Ideas

No vale la pena

“Aguanté hasta donde pude”, sentenció la atribulada mujer que no encontró mejor manera de expresarse que robándole la frase a José Alfredo Jiménez, como preámbulo a la confesión de que francamente había puesto a un pariente de patitas en la calle, aunque terminó llorando a mares bajo un cielo más que azul. Yo, nomás oyéndola mientras gimoteaba  frente al teléfono, pensé que seguiría en franco ejercicio de la piratería, con aquello de “no quiero ni volver a oír tu nombre, no quiero ni saber a dónde vas” y, ya intrigada, presté oreja para enterarme del motivo y sobre todo del destinatario de semejante infamia.

De a poco, forzada por la cercanía de la silla contigua que ocupaba, me fui percatando de que la compungida dama se refería nada menos que a su propia y adolescente hija quien, a su juicio, era la causante de los entuertos retorcidos que traía atorados, y que aquella espera forzada para ser atendida por el gastroenterólogo en el Seguro Social, le brindaba la inmejorable oportunidad para desahogarse con su interlocutora comadre. Pero aún faltaba el móvil de aquel matricidio en grado de tentativa, por lo que me arrellané en mi silla y agucé el oído, para no perder detalle sobre el espinoso asunto.

Supe, así, que la muchachita nomás no entiende, que todo le vale y que de plano hace o deja de hacer con el deliberado propósito de fastidiar a su progenitora. Que no hay forma ni lenguaje para hacerla entrar en cintura y que, como todo tiene un límite, el de su madre había quedado rebasado cuando, por enésima vez, le ordenó que pusiera su recámara en orden o no obtendría permisos para salir con sus cuates y la muchacha se insubordinó. Y como nadie puede vivir en batideros tales, la solución fue ordenarle que ahuecara el ala y abandonara el nido.

Si a la quejosa no le hubiera llegado el turno de abandonarme con el relato a medias, probablemente, muy probablemente, porque mis lances verbales no me dan para tanto y cuantimenos la voluntad de opinar en vidas ajenas, le habría contado que yo también fui una adolescente aquejada de rebeldía doméstica, a la que nunca le entraron las sugeridas ansias de vivir sin rodearse de ropa apilada, zapatos en desorden, toallas aventadas sobre la cama sin tender, alteros de libros coronados con un plato de cereal oreado.

En el remoto caso de que me hubiera prestado atención, posiblemente la susodicha se habría enterado de que mis propios hijos vengaron a mi madre aplicándome la misma ración de indiferencia a mis reclamos caseros; que tampoco le encontraban la lógica a tender una cama que horas más tarde sería destendida, ni les entraba el mínimo escozor por ponerse una prenda planchada o arrugada, ni les molestaba en lo mínimo andar pepenando libros o cuadernos por todo su cuarto cuando los necesitaban.

Seguramente, en algún momento y como revelación divina (o epifanía, para que se lea más chido), asumí que el orden en mi casa era manía propia que no tenía por qué imponer a quienes no les significaba lo mismo, ni le daban el mismo valor que yo.

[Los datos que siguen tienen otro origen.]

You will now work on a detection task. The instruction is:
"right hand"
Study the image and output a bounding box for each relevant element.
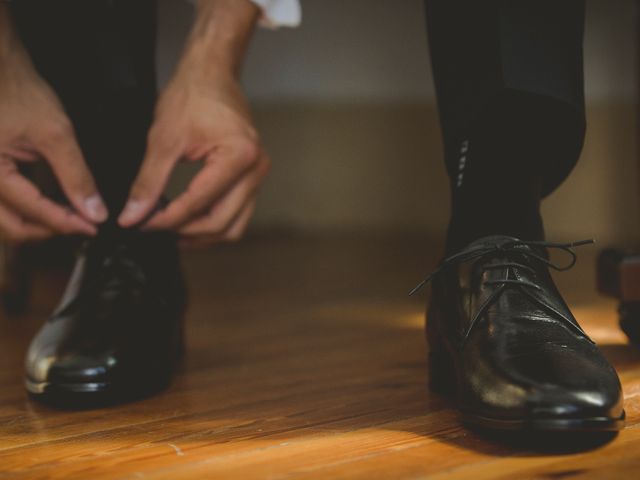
[0,49,107,244]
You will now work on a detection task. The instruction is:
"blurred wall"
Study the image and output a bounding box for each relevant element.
[159,0,640,244]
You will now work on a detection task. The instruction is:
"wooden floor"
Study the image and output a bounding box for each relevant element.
[2,234,640,479]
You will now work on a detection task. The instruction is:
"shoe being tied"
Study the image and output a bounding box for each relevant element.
[413,235,624,432]
[25,228,186,406]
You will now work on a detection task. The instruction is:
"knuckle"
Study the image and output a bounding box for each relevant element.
[233,138,260,167]
[259,155,272,177]
[245,127,260,143]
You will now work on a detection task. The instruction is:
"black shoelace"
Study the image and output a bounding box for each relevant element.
[54,243,149,320]
[409,238,595,343]
[99,245,148,299]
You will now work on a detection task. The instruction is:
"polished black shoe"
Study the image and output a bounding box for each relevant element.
[25,229,186,406]
[413,235,625,432]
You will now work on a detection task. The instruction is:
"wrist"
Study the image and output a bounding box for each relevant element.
[181,0,259,78]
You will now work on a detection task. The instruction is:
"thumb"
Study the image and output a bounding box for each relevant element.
[118,141,178,227]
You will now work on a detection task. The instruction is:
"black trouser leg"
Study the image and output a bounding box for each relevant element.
[424,0,586,251]
[9,0,157,216]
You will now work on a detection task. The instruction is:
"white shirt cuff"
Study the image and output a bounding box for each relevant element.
[251,0,301,28]
[187,0,301,29]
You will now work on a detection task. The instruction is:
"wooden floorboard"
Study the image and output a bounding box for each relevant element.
[1,234,639,479]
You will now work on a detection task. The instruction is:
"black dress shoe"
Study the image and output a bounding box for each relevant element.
[412,235,625,432]
[25,229,186,406]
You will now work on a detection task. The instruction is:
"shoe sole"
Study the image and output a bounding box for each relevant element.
[461,411,625,432]
[25,375,171,409]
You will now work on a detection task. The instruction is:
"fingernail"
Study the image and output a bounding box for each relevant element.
[84,195,109,222]
[118,199,144,225]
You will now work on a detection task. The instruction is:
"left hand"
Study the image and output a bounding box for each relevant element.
[118,65,269,247]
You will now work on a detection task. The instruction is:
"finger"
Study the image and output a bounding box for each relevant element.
[3,147,40,162]
[37,123,108,223]
[147,145,264,231]
[118,132,182,227]
[163,154,266,235]
[179,199,255,249]
[223,199,256,242]
[0,201,55,244]
[0,160,97,235]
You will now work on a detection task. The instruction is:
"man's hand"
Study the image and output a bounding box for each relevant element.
[118,0,269,246]
[0,5,107,243]
[118,62,269,246]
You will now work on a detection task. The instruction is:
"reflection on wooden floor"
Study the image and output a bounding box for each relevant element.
[1,234,640,479]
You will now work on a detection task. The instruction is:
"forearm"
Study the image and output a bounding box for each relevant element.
[0,2,18,60]
[0,4,36,87]
[180,0,260,78]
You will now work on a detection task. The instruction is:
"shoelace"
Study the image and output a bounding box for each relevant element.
[54,244,149,319]
[100,244,147,297]
[409,238,595,343]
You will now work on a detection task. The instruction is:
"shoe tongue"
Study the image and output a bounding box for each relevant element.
[97,224,141,243]
[464,235,522,250]
[97,222,174,241]
[86,224,177,267]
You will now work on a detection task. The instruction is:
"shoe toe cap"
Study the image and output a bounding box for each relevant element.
[28,351,116,385]
[530,386,624,421]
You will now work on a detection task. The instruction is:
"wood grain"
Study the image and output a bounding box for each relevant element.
[0,235,638,479]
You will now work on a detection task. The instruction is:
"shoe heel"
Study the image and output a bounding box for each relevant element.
[173,315,186,362]
[426,304,456,396]
[428,345,456,396]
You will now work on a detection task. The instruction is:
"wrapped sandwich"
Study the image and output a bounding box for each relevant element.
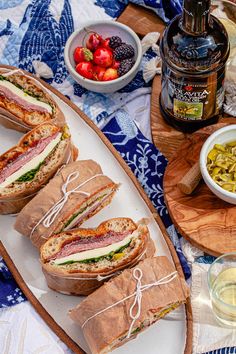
[0,122,73,215]
[70,256,189,354]
[14,160,119,248]
[0,68,65,132]
[40,218,155,295]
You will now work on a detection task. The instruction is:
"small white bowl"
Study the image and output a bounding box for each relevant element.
[64,20,142,93]
[200,124,236,204]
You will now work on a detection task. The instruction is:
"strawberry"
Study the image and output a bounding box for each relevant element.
[73,47,93,63]
[93,65,106,81]
[76,62,94,79]
[93,48,113,68]
[112,60,120,69]
[86,32,102,51]
[102,38,111,50]
[103,68,118,81]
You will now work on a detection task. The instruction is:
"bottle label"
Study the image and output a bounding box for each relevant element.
[173,98,203,120]
[172,83,209,120]
[161,64,225,122]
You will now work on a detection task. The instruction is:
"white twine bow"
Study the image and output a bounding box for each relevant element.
[81,267,178,336]
[127,268,143,338]
[42,172,90,228]
[30,172,104,239]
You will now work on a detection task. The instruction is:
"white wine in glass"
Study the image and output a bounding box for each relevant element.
[208,254,236,327]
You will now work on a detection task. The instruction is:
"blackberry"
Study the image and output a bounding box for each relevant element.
[118,59,134,77]
[109,36,122,49]
[114,44,135,61]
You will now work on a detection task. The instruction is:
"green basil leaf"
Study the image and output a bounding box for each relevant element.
[16,162,43,182]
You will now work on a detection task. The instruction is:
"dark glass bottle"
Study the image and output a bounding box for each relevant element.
[159,0,230,133]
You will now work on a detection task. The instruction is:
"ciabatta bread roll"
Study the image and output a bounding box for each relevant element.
[0,122,72,214]
[14,160,119,248]
[40,218,154,295]
[0,68,65,132]
[70,256,189,354]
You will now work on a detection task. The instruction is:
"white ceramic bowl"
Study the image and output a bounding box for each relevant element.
[64,20,142,93]
[200,124,236,204]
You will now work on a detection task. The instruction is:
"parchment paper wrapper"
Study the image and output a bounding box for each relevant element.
[0,67,65,132]
[0,138,73,215]
[14,160,118,248]
[70,256,189,354]
[41,230,155,296]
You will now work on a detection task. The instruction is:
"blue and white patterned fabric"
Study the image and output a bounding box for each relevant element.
[0,2,231,353]
[0,257,26,307]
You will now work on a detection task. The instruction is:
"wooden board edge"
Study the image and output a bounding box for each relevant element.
[0,241,85,354]
[0,64,192,354]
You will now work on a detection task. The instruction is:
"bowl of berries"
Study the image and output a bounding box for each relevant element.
[64,20,142,93]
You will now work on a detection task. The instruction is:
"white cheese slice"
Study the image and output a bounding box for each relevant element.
[53,231,139,265]
[63,193,109,231]
[0,132,62,189]
[0,80,53,114]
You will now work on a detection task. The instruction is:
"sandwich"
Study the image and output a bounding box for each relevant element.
[0,68,65,132]
[69,256,189,354]
[0,122,72,214]
[14,160,119,248]
[40,218,154,295]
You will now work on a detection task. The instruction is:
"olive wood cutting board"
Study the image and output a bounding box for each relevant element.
[164,119,236,256]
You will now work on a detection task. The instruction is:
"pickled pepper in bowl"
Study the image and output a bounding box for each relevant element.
[207,142,236,193]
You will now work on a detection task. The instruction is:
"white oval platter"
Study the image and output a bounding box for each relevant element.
[0,67,189,354]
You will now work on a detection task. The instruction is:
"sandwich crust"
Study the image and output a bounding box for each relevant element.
[41,218,138,262]
[40,219,153,295]
[0,123,73,214]
[0,68,65,132]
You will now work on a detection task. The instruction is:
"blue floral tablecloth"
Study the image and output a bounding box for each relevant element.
[0,1,231,354]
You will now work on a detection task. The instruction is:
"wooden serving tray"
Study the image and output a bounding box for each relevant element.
[164,119,236,257]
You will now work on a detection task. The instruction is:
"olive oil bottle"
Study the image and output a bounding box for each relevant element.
[159,0,230,133]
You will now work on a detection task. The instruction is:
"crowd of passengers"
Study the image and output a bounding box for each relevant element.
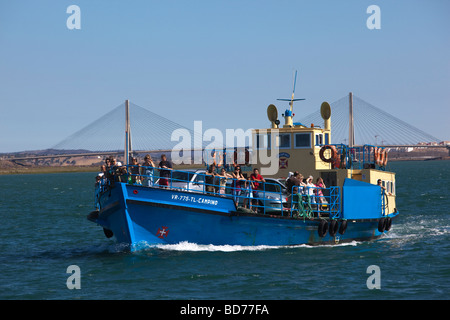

Pero lo mejor fue darme cuenta de todo el tiempo, saliva y energía que malgastaba en imponer mis modos, hacer berrinches, generar conflictos y desatarme una galopante neurosis. Algo me dijo que llegaría el día en que, sin haberlos exiliado de la casa paterna, ellos mismos tendrían su espacio propio y en orden, y no me equivoqué. No vale la pena, como cantaba Juan Gabriel, empeñarse en lo nimio aunque descuadre el equilibrio y la sana convivencia familiar.